Researchers had demonstrated that a regular diet including spices such as turmeric, garlic, ginger, cabbage, onion, green tea and apiaceous vegetables like carrots reverses damage caused by aflatoxin (produced by a fungus) poisoning and its complications such as liver cancer; as well as reduce breast cancer risk in women exposed to hormone replacement therapy.
Aflatoxins, are naturally occurring mycotoxins that are produced by many species of Aspergillus, a fungus/mould, most notably Aspergillus flavus and Aspergillus parasiticus.
Indeed, spices have been shown to protect the liver against aflatoxin poisoning, and the breast from cancer. India researchers found that food additives such as turmeric, and active ingredient curcumin (diferuloyl methane), asafoetida (flavouring agent), butylated hydroxyanisole (BHA), butylated hydroxytoluene (BHT) and ellagic acid inhibited the mutagenesis induced by aflatoxin B1 (AFB1) (0.5 g/plate) in Salmonella tester strains TA 98 and TA 100.

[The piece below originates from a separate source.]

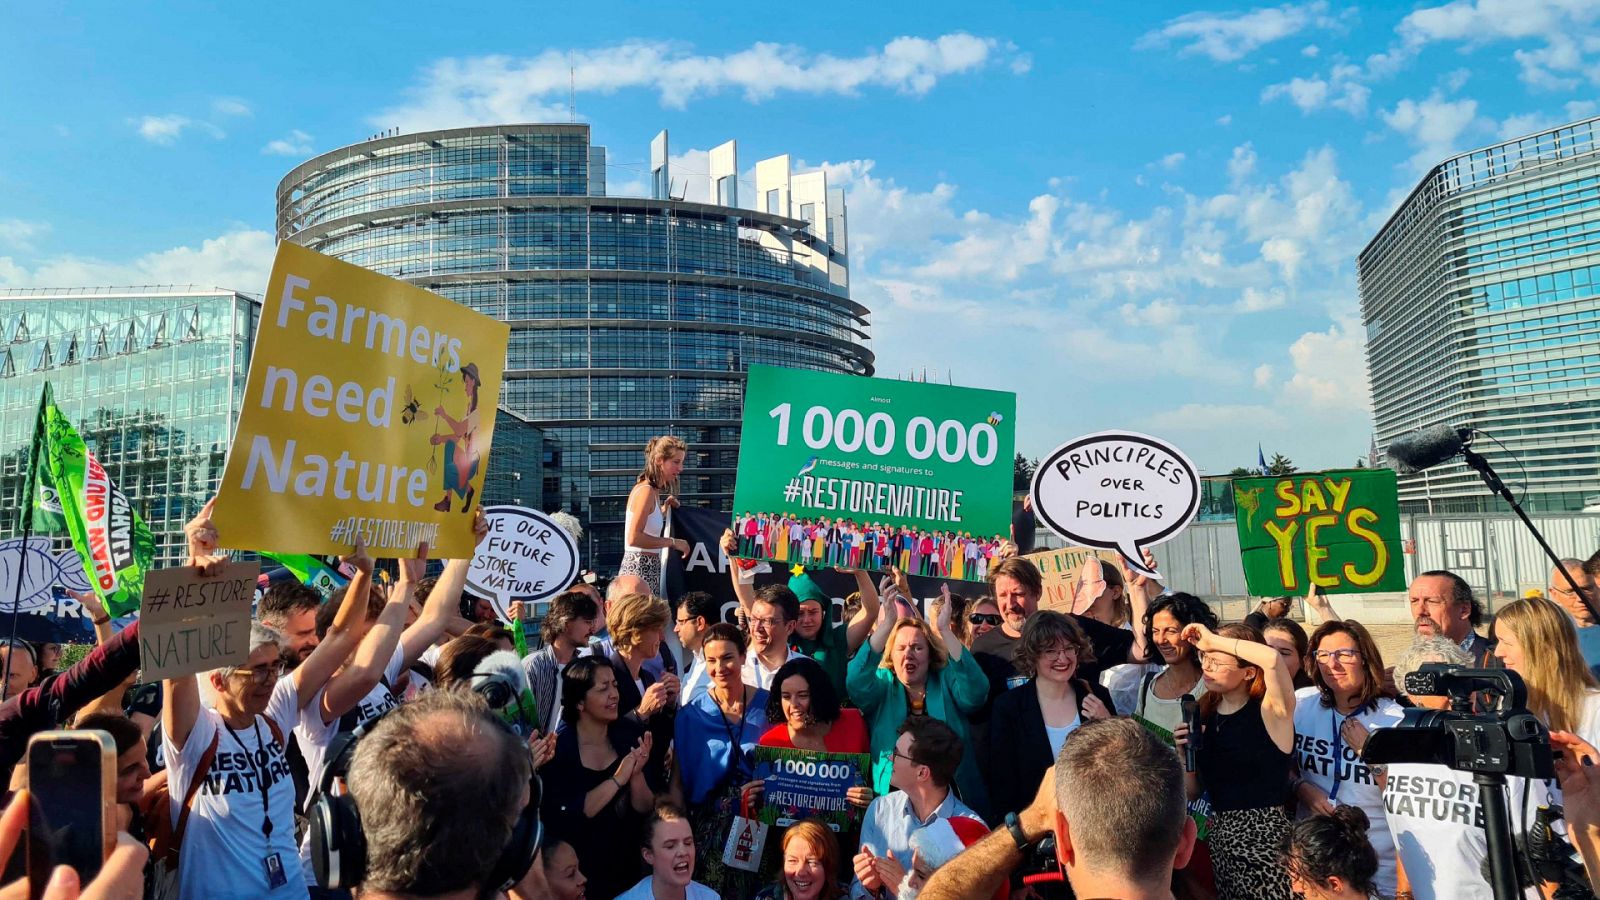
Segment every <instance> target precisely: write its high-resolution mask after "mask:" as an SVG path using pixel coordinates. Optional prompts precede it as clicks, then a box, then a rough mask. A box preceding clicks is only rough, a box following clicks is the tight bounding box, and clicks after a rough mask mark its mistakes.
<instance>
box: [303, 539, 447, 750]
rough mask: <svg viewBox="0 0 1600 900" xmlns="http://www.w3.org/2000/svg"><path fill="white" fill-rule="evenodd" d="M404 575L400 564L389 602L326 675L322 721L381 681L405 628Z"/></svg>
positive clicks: (359, 701)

Also, Nigerian researchers have in clinical trials demonstrated how poly herbal preparations made predominantly with bitter leaf (Vernonia amygdalina) provide cure for chronic form of hepatitis B and C co-infection, cancer, type 2 diabetes and tuberculosis.
Other constituents of poly herbal preparations include: Sesamum indicatum (sesame), bitter leaf (Vernonia amygdalina), Aloe barbadensis (popularly known as aloe vera), Saccharum officinarum (sugar cane), Allium sativum (garlic) and Amaranthus caudatus (green amaranth, inine in Ibo, tete abalaye in Yoruba).

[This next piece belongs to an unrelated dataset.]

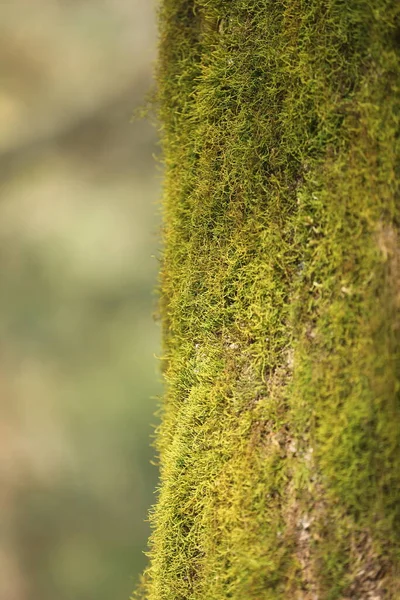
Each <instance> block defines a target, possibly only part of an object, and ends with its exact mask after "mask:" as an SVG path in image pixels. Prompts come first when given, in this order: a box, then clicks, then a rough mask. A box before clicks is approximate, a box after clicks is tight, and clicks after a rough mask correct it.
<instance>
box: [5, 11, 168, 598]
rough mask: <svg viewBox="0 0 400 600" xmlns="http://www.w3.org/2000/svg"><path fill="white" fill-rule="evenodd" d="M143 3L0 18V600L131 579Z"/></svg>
mask: <svg viewBox="0 0 400 600" xmlns="http://www.w3.org/2000/svg"><path fill="white" fill-rule="evenodd" d="M155 21H156V6H155V1H152V0H34V1H33V0H3V1H2V2H1V3H0V273H1V284H0V290H1V291H0V387H1V391H0V394H1V395H0V398H1V421H0V476H1V486H0V519H1V523H0V524H1V528H0V599H1V600H55V599H57V600H91V599H93V600H106V599H107V600H111V598H112V599H113V600H128V598H129V596H130V594H131V591H132V589H133V588H134V586H135V583H136V581H137V578H138V575H139V572H140V571H141V570H142V569H143V567H144V565H145V561H146V558H145V556H144V554H143V551H144V550H145V549H146V541H147V537H148V525H147V523H146V522H145V519H146V515H147V511H148V509H149V507H150V505H151V504H152V503H153V501H154V495H153V490H154V489H155V486H156V481H157V469H156V468H155V467H154V466H152V465H151V459H152V454H153V450H152V448H151V446H150V442H151V435H152V431H153V429H152V424H154V423H155V417H154V416H153V415H154V413H155V411H156V407H157V403H158V402H157V397H158V396H159V394H160V393H161V383H160V375H159V365H158V361H157V359H156V358H155V355H157V354H158V348H159V333H160V332H159V328H158V326H157V323H156V322H155V321H154V319H153V317H152V315H153V313H154V309H155V305H156V298H155V295H154V288H155V286H156V276H157V268H158V263H157V258H156V257H157V254H158V252H159V244H160V242H159V207H158V199H159V186H160V180H161V173H160V167H159V166H157V163H156V161H155V160H154V158H153V154H154V153H158V146H157V139H156V131H155V128H154V127H152V125H151V124H150V123H149V122H148V121H144V120H134V121H133V122H132V114H133V113H134V111H135V108H137V107H138V106H140V105H142V104H143V103H144V101H145V96H146V94H147V93H148V92H149V90H151V89H152V87H153V85H154V84H153V83H152V70H153V62H154V59H155V54H156V23H155Z"/></svg>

According to The Useful Plants of West Tropical Africa by H.M. Burkill, Phyllanthus amarus is a weed of cultivated land and in waste spaces. It is said to have sand-binding properties.
“It is a plant of general medicinal application. In Yorubaland it features in an incantation ‘against disease’. It is an ingredient of the agbo prescription in Lagos. An infusion of leaves is used in the Ibadan area for haemorrhoids.”

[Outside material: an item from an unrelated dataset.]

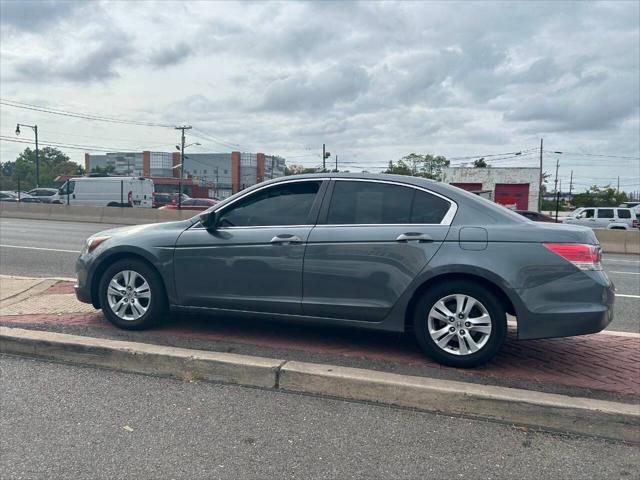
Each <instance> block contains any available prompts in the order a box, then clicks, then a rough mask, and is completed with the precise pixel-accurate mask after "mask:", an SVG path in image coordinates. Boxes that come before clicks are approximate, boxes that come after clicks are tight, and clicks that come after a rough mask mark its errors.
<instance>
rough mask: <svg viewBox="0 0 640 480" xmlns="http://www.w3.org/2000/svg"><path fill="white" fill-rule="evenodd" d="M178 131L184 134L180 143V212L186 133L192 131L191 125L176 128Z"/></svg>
mask: <svg viewBox="0 0 640 480" xmlns="http://www.w3.org/2000/svg"><path fill="white" fill-rule="evenodd" d="M175 129H176V130H180V131H181V132H182V135H181V138H180V140H181V143H180V146H181V148H180V161H181V165H180V181H179V182H178V210H180V209H181V208H182V178H183V177H184V141H185V138H184V131H185V130H191V125H182V126H181V127H175Z"/></svg>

A recent study published this year in Biomedical Research strongly suggests that the therapy with Phyllanthus amarus increases antioxidants and reduces lipid peroxidation of hepatic cellular and intracellular membranes and protects liver damage due to free radicals in hepatitis-C.
Another study published in International Journal of Biology and Medical Research found that the therapy with Phyllanthus amarus increases antioxidants and reduces lipid peroxidation of hepatic cellular and intracellular membranes and protects liver damage due to free radicals in hepatitis-B.
The study focused on effect of Phyllanthus amarus therapy for protection of liver in hepatitis B through investigating liver profile enzymes, antioxidant enzymes, antioxidant vitamins and lipid peroxidation. The study consisted of 65 clinical diagnosed hepatitis B patients ranging in between age group 25 to 60 years. The control group includes 65 ages and sex matched normal healthy persons.
The study reads: “Plasma LPO levels were significantly high but activity of SOD, GPx, catalase and levels of vitamin E and vitamin C were significantly lowered in hepatitis B on comparison with controls. After Phyllanthus amarus therapy for four weeks and eight weeks plasma lipid peroxidation levels were significantly decreased and activity of SOD, GPx, catalase and vitamin E and vitamin C were significantly increased in hepatitis B.”
Also, scientists suggest that extracts of the nutritious avocado fruit (botanically called Persea americana) may be able to lessen the liver damage caused by the hepatitis viruses.
A study carried out at Shizuoka University in Japan and published in Journal of Agricultural and Food Chemistry suggests the avocado fruit may have potential. Rats were given a chemical, which causes similar liver damage to the hepatitis viruses, and fed 22 different types of fruit to see if they made any difference.
The researchers found five compounds extracted from fruit to have a beneficial effect, and the most potent of these came from the avocado.
The scientists are still not sure whether the same effect could be found in humans, and say further studies are needed. They also have no idea how the avocado extract actually has this effect.